The one similarity I noticed taking the Expo line to my experiences in Japan was the diversity of the ridership.  How many people were like me, taking it for the first time experience, I’m not sure.  But the number of people, with the cars filled to capacity, and their diversity did match what I was used to seeing on the trains in Japan.  If the Expo line extension encourages this broadening of the train’s appeal, then it is definitely a good thing.  
But a “game changer”?  I’m not so sure.  I enjoyed my trip.  I walked around the 3rd Street Promenade, a fun a vibrant urban area.  I bought a hot chocolate at a Starbucks.  I spent some time writing my previous blog entry.  Then, around eleven, I decided to head back home.  The ride to Union Station was about fifty minutes.  The last train leaves from there to Pasadena about two in the morning.  I didn’t want to push it.  
Good thing I did.  Right after we left Pico Station, the last stop before 7th Street Station, where I needed to transfer to the Red or Purple Lines heading to Union Station, the train stopped.  It would crawl forward, sometimes only a few feet, before stopping and waiting again. 
"Sorry for the delay," the conductor, or driver, don't know what the official term is for Metro.  "There's a train ahead of us stuck at the platform.  We're waiting for them to get it going again."  
And wait we did.  For what seemed forever.  The conductor (or driver) kept coming on to apologize for the delay.  To explain that we were waiting for them to get the train ahead of us unstuck.  He must have seen something on his screens, because after a few messages of apology he started to add, "Please DON'T try to open the doors or leave the train before we reach the platform!  We'll get you there as soon as we can."  

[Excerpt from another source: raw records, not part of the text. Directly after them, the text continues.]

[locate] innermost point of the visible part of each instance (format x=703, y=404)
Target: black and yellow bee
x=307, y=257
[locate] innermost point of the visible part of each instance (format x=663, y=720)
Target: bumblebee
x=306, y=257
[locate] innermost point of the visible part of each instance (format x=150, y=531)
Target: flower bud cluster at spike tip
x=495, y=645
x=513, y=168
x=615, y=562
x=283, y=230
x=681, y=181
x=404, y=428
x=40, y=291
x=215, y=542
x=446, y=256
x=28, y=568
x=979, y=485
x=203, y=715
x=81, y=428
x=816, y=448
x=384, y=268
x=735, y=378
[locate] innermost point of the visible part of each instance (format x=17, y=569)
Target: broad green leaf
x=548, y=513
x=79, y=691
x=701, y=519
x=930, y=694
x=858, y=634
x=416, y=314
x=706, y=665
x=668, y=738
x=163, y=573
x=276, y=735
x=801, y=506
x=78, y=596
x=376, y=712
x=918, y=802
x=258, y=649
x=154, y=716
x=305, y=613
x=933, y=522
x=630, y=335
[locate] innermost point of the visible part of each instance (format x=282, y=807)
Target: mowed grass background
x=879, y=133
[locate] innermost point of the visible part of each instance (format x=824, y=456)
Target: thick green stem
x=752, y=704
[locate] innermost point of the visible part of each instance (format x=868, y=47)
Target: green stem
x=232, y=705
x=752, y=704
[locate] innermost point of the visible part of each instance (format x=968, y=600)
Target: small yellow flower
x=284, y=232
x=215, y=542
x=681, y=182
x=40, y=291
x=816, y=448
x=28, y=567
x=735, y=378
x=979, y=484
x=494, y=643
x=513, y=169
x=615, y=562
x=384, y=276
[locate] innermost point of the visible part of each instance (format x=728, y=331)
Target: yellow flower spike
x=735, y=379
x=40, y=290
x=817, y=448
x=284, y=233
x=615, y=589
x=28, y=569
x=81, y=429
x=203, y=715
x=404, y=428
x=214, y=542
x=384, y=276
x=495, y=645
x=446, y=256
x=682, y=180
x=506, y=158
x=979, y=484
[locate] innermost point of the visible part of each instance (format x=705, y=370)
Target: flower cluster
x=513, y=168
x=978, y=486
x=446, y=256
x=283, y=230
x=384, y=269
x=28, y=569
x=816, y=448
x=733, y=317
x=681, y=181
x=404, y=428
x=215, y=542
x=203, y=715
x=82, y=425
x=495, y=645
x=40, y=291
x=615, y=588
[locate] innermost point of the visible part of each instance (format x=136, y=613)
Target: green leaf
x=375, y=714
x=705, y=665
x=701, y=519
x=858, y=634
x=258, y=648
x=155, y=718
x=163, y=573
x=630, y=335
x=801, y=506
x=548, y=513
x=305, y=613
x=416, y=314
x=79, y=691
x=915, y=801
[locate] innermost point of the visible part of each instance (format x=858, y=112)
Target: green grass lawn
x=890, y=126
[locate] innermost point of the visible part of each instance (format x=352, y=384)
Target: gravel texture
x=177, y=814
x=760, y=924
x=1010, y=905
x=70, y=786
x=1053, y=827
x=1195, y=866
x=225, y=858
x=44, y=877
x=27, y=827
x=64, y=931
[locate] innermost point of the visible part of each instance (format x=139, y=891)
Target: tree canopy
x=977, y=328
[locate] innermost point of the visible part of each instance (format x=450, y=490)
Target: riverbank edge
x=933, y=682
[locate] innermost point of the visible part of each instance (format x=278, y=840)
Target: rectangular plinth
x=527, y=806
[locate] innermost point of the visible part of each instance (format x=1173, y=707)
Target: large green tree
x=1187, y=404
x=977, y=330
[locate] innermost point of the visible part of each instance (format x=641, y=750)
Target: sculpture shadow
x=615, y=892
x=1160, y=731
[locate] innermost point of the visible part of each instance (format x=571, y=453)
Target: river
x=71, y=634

That turned out to be around half past midnight.  Freed from the train, I ran to the Purple/Red Line platforms toward Union station.  The Gold Line train eventually got me back to Pasadena.  It was sometime between one and two in the morning before I got home. 
Yeah...  We've got a wait before we have a game-changing transit system in L.A..  I'm willing to get out and push, if it helps it get here faster.